Now, look at the remainders of $2^n$ when divided by $3$:
$$2^1\equiv 2\mod 3\\ 2^2\equiv 1\mod 3\\ 2^3\equiv 2\mod 3\\ 2^4\equiv 1\mod 3\\ 2^5\equiv 2\mod 3\\\vdots$$
and so on. You can clearly see that $2^k\equiv 2\mod 3$ for odd $k$ and $2^k\equiv 1\mod 3$ for even $k$.
So, let's look at the whole expression depending on how $n$ is divisible by $6$:
- If $n\equiv 0\mod 6$, then $n$ is divisible by $3$, so $n\cdot2^n+1$ is not divisible by $3$.
- If $n\equiv 1\mod 6$, then $n$ is odd, so $2^n\equiv 2\mod 3$. Since $n\equiv 1\mod 3$, this means $$n\cdot 2^n\equiv 1\cdot 2\equiv 2\mod 3$$ meaning that $n\cdot 2^n+1\equiv 2+1=3\equiv 0\mod 3$ so $n\cdot2^n+1$ is divisible by $3$
- If $n\equiv 2\mod 6$, then $n$ is odd and $n\equiv 2\mod 3$. Because $n$ is odd, $2^n\equiv 1\mod 3$, and therefore $n\cdot 2^n\equiv 2\cdot 1\equiv 2\mod 3$ meaning $n\cdot 2^n+1\equiv 2+1\equiv 0\mod 3$, so again, $n\cdot 2^n +1$ is divisible by $3$.
I trust you can finish the rest of the cases yourself...
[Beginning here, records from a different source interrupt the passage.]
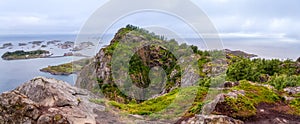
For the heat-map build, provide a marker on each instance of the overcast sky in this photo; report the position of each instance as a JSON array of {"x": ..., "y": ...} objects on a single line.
[{"x": 232, "y": 18}]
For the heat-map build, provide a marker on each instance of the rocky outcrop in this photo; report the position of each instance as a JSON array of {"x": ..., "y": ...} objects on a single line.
[
  {"x": 212, "y": 119},
  {"x": 44, "y": 100}
]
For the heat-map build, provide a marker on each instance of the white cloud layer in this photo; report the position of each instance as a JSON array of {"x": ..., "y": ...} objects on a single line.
[{"x": 233, "y": 18}]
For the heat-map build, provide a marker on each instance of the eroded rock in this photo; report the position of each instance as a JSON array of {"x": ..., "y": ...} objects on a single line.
[{"x": 44, "y": 100}]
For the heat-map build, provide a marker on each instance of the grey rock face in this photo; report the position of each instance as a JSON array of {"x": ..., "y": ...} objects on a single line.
[
  {"x": 44, "y": 100},
  {"x": 212, "y": 119}
]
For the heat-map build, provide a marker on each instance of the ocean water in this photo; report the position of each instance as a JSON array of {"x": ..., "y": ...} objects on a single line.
[{"x": 15, "y": 72}]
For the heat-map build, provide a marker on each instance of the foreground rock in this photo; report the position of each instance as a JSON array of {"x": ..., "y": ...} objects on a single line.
[
  {"x": 212, "y": 119},
  {"x": 43, "y": 100}
]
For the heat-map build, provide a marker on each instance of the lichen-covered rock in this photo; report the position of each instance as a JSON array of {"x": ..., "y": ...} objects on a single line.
[
  {"x": 212, "y": 119},
  {"x": 44, "y": 100}
]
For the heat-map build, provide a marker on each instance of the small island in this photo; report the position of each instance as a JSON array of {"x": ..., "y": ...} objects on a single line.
[
  {"x": 20, "y": 54},
  {"x": 67, "y": 68}
]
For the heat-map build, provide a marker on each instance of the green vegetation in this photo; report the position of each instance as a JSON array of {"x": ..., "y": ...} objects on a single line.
[
  {"x": 20, "y": 54},
  {"x": 280, "y": 74},
  {"x": 244, "y": 105},
  {"x": 68, "y": 68},
  {"x": 296, "y": 105},
  {"x": 250, "y": 73},
  {"x": 174, "y": 100}
]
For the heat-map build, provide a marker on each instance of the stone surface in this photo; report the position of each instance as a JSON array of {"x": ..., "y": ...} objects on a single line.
[
  {"x": 292, "y": 90},
  {"x": 212, "y": 119},
  {"x": 44, "y": 100}
]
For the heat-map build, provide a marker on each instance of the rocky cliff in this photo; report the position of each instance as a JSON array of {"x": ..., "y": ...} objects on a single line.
[
  {"x": 98, "y": 74},
  {"x": 44, "y": 100}
]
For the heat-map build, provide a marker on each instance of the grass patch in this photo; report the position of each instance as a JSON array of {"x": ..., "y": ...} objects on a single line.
[
  {"x": 172, "y": 104},
  {"x": 295, "y": 104},
  {"x": 97, "y": 101}
]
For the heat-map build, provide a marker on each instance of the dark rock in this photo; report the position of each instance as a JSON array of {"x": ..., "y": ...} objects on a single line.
[{"x": 43, "y": 100}]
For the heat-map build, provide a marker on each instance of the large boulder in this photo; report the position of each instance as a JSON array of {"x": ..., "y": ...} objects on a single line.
[
  {"x": 212, "y": 119},
  {"x": 44, "y": 100}
]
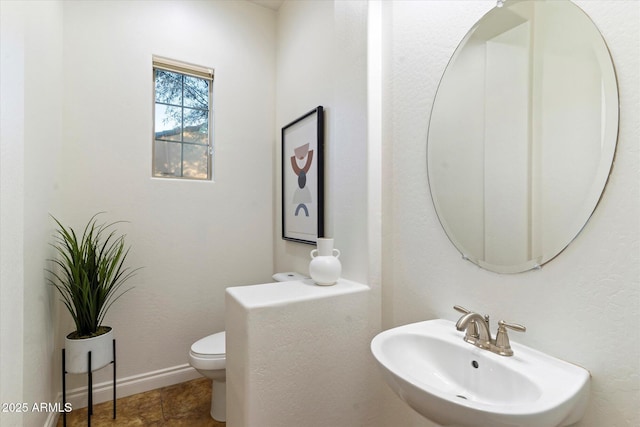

The sequence $a_n=n\cdot 2^n$ satisfies the recursion $$ a_0=0,\quad a_1=2,\quad a_{n+2}=4a_{n+1}-4a_n $$ Indeed, if we assume the thesis to hold for all $k<n$, with $n>2$, we have $$ a_{n}=4a_{n-1}-4a_{n-2}=4(n-1)\cdot2^{n-1}-4(n-2)\cdot2^{n-2} =4\cdot2^{n-2}(2n-2-n+2)=n\cdot2^n $$ If $b_n$ denotes the remainder class of $a_n$ modulo $3$, we have $$ b_{n+2}=4b_{n+1}-4b_n=b_{n+1}-b_n $$ and we want to see for what $n$ we have $b_n=2$ (I denote the remainder classes modulo $3$ just by $0$, $1$ and $2$).
It is clear that, whenever two consecutive terms repeat, the sequence will restart with the same terms all over; let's see: \begin{align} b_0&=0 \\ b_1&=2 \\ b_2&=b_1-b_0=2 \\ b_3&=b_2-b_1=0 \\ b_4&=b_3-b_2=1 \\ b_5&=b_4-b_3=1 \\ b_6&=b_5-b_4=0 \\ b_7&=b_6-b_5=2 \end{align} Then $b_8=b_2$, $b_9=b_3$ and so on.